Effects of extensive bleeding in pigs on laboratory biomarkers
Background: During hemorrhage and resuscitation, clinical and laboratory monitoring is useful to guide further management. However, acute changes in the biochemistry due to blood loss and subsequent crystalloid fluid resuscitation have not been fully studied.
Materials and methods: Twelve anesthetized, juvenile pigs were used. Atraumatic exsanguination, corresponding to a total blood loss of 40%, was performed through a catheter and completed 2 h after initiation of the experiment. Arterial samples were analyzed by point-of-care testing and venous samples were analyzed. Oxygen delivery was calculated.

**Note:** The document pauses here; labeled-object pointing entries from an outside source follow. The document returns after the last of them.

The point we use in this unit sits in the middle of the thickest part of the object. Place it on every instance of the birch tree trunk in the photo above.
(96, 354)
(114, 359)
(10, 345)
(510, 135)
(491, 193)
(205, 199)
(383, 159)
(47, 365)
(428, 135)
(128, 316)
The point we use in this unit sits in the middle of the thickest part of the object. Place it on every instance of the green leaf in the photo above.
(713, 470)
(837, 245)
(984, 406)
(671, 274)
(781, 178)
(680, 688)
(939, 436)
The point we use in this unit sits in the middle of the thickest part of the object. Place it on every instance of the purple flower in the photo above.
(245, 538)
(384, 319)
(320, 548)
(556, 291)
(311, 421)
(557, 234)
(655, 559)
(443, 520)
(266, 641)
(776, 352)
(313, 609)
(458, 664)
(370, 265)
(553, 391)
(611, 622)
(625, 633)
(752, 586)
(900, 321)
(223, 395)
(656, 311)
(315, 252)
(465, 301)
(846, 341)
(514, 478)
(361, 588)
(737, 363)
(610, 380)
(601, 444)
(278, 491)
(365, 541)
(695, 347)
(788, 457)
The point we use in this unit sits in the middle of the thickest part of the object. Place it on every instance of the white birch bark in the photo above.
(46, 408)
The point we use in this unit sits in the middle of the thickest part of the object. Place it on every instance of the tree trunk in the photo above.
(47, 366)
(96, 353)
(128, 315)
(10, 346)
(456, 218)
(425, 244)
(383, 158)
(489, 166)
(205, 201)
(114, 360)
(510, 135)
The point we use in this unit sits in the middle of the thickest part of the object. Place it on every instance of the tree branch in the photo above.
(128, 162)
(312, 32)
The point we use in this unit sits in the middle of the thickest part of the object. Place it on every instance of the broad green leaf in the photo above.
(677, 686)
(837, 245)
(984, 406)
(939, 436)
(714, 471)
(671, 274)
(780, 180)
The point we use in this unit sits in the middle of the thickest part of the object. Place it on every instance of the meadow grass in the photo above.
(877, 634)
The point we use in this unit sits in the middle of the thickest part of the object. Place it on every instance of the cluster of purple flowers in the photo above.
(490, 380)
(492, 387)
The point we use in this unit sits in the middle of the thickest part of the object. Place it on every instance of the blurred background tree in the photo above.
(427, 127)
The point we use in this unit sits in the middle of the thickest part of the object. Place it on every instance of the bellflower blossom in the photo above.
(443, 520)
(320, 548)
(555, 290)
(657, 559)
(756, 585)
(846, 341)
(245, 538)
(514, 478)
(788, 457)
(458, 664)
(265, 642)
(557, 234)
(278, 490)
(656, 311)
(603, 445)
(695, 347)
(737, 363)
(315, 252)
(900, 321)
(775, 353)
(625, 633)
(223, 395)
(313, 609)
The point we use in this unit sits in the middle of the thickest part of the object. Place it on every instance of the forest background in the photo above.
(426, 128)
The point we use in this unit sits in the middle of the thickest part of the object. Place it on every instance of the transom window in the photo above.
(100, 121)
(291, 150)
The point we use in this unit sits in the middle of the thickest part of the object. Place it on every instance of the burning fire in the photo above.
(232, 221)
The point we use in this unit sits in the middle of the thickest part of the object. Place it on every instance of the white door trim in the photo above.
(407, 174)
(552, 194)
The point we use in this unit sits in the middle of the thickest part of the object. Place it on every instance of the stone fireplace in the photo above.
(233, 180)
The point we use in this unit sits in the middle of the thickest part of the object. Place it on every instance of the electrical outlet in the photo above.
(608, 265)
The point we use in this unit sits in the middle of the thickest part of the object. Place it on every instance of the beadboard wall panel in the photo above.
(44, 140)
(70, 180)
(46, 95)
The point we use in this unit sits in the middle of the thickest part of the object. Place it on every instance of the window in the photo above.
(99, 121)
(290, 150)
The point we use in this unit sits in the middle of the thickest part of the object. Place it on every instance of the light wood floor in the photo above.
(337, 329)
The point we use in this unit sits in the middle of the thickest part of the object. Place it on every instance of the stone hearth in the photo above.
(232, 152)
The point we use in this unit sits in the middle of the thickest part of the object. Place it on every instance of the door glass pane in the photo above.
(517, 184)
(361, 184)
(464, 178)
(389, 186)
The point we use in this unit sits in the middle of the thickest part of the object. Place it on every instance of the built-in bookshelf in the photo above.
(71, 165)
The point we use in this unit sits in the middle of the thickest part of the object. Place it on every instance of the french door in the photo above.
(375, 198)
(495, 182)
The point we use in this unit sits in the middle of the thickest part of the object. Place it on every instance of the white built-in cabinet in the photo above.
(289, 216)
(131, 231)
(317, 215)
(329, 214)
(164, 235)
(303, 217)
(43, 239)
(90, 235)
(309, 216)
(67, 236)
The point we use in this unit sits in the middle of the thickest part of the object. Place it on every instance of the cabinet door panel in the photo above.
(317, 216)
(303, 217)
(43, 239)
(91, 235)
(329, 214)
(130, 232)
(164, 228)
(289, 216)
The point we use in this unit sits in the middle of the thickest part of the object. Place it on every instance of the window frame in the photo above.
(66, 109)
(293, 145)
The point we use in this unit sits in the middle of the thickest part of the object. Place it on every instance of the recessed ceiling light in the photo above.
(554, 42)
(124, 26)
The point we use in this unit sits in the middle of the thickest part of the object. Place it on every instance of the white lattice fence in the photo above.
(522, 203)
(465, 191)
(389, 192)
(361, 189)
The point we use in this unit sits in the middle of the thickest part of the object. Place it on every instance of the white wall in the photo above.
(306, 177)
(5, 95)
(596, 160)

Results: Shortly after 40% hemorrhage and concomitant fluid supplementation, there were significant reductions in arterial hemoglobin and hematocrit (approximately 25%, respectively). Oxygen delivery was less than half of the baseline value. Lactate in arterial blood was more than doubled after 40% exsanguination. On average, no other clinically significant changes in any of the analytes were observed, but interindividual dispersion was pronounced.
Conclusions: Acute exsanguination was associated with decreased hemoglobin and hematocrit levels and increased lactate levels but limited effects on the other biomarkers that were studied. Increased levels of biomarkers in severely bleeding patients could indicate tissue damage and the source should be further investigated.